Three years ago, President Bush opened the nation’s laboratory doors for the first time to federal taxpayer funding for human embryonic stem cell research.
The President remains committed to this groundbreaking policy that is advancing medical research into some of our most debilitating diseases. As we look forward to further progress on stem cell research, both embryonic and adult, it is important to keep in mind several important points.
President Bush provided -- for the first time -- federal funding of embryonic stem cell research. The President’s unprecedented decision allows for federal funding of research using existing stem cell lines that were derived before Aug. 9, 2001, with no limits on private funding of research. The President believes that federal funds should not be used to encourage or support further destruction of human embryos, a principle that has been part of federal law since 1996. The impact of the President’s decision was to open the flow of federal research dollars for embryonic stem cells and help accelerate work in this field.

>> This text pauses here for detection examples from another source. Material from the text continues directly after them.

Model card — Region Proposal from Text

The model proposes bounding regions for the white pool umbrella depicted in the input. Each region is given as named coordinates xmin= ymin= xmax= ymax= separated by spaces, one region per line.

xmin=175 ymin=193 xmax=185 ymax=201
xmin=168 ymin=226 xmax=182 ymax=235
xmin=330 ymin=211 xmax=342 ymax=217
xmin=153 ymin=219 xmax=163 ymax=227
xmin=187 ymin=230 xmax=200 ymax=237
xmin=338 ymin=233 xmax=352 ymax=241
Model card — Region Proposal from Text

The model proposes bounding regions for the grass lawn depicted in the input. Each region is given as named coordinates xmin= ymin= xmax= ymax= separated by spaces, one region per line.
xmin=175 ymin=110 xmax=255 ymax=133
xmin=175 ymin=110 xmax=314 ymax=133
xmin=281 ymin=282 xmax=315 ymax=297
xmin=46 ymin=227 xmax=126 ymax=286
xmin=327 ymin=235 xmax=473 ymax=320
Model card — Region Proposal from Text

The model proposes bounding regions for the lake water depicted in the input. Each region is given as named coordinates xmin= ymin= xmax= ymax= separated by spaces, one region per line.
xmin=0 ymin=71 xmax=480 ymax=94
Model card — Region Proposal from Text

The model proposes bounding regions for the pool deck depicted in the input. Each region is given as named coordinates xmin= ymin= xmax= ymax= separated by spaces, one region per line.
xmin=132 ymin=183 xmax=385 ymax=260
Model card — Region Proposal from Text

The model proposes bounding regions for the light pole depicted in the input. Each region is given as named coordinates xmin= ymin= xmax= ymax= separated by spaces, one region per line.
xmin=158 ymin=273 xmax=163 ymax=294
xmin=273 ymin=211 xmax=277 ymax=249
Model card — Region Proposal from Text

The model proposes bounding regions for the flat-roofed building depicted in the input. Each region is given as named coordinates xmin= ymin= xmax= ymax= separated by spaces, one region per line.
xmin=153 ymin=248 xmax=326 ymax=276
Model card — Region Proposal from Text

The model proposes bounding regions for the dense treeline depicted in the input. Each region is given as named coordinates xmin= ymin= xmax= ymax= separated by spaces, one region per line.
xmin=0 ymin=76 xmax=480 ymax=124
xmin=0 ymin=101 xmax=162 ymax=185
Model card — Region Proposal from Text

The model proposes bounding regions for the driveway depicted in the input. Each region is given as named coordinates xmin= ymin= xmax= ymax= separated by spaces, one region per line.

The policy is working. Under President Bush, federal funding for embryonic stem cell research has grown from zero under previous administrations to $24.8 million in fiscal year 2003, with no limits on future federal funding of research on eligible lines. This investment has supported more than 500 shipments of stem cell lines to researchers around the world who are in the early stages of finding ways stem cells can be used to treat diseases such as neurological disorders, diabetes and heart disease. Additionally, in fiscal year 2003, the National Institutes of Health (NIH) provided $190.7 million in adult stem cell research, which continues to show exciting promise.
The Administration is working to maximize research opportunities within the federal guidelines. NIH is taking new steps to create a National Embryonic Stem Cell Bank that will provide a ready source of human embryonic stem cells to scientists, ensure consistent quality of the lines and provide other technical support that will make it easier for scientists to use these lines. NIH is also creating three new Centers of Excellence for Translational Stem Cell Research with the goal of exploiting new discoveries in basic embryonic and stem cell biology.
Let’s take advantage of the great opportunity that exists before arguing that more is needed. The President’s policy holds tremendous and yet-untapped potential, and there is much work to do. Before anyone can successfully argue that the existing federal stem cell policy needs to be broadened, we must first exhaust the potential of the stem cell lines made available within the policy, as well as the ability of the private sector to go beyond the policy. Keep in mind: More lines are available in the United States than any other country in the world. And while federal funding has paid for more than 500 shipments to researchers to date, more than 3,500 shipments are still available. Unlike many countries, there are no limits in the United States on private stem cell research. One study estimates that 1,000 scientists at more than 30 firms spent $208 million experimenting on embryonic and adult stem cells in 2002 alone.
The future is promising. Years of hard work remains to be done before the basic research of today can become viable treatments and cures tomorrow. There is good reason to be optimistic. And this optimism is made possible by the reasoned policy of President Bush.
Fair and reasonable people can disagree on this complex and difficult issue. President Bush made a tough decision that invested in the scientific promise of embryonic stem cell research without compromising an important ethical line. Three years later, it is clear that this balanced approach is working. The future is promising with the new research opportunities provided by President Bush’s historic decision.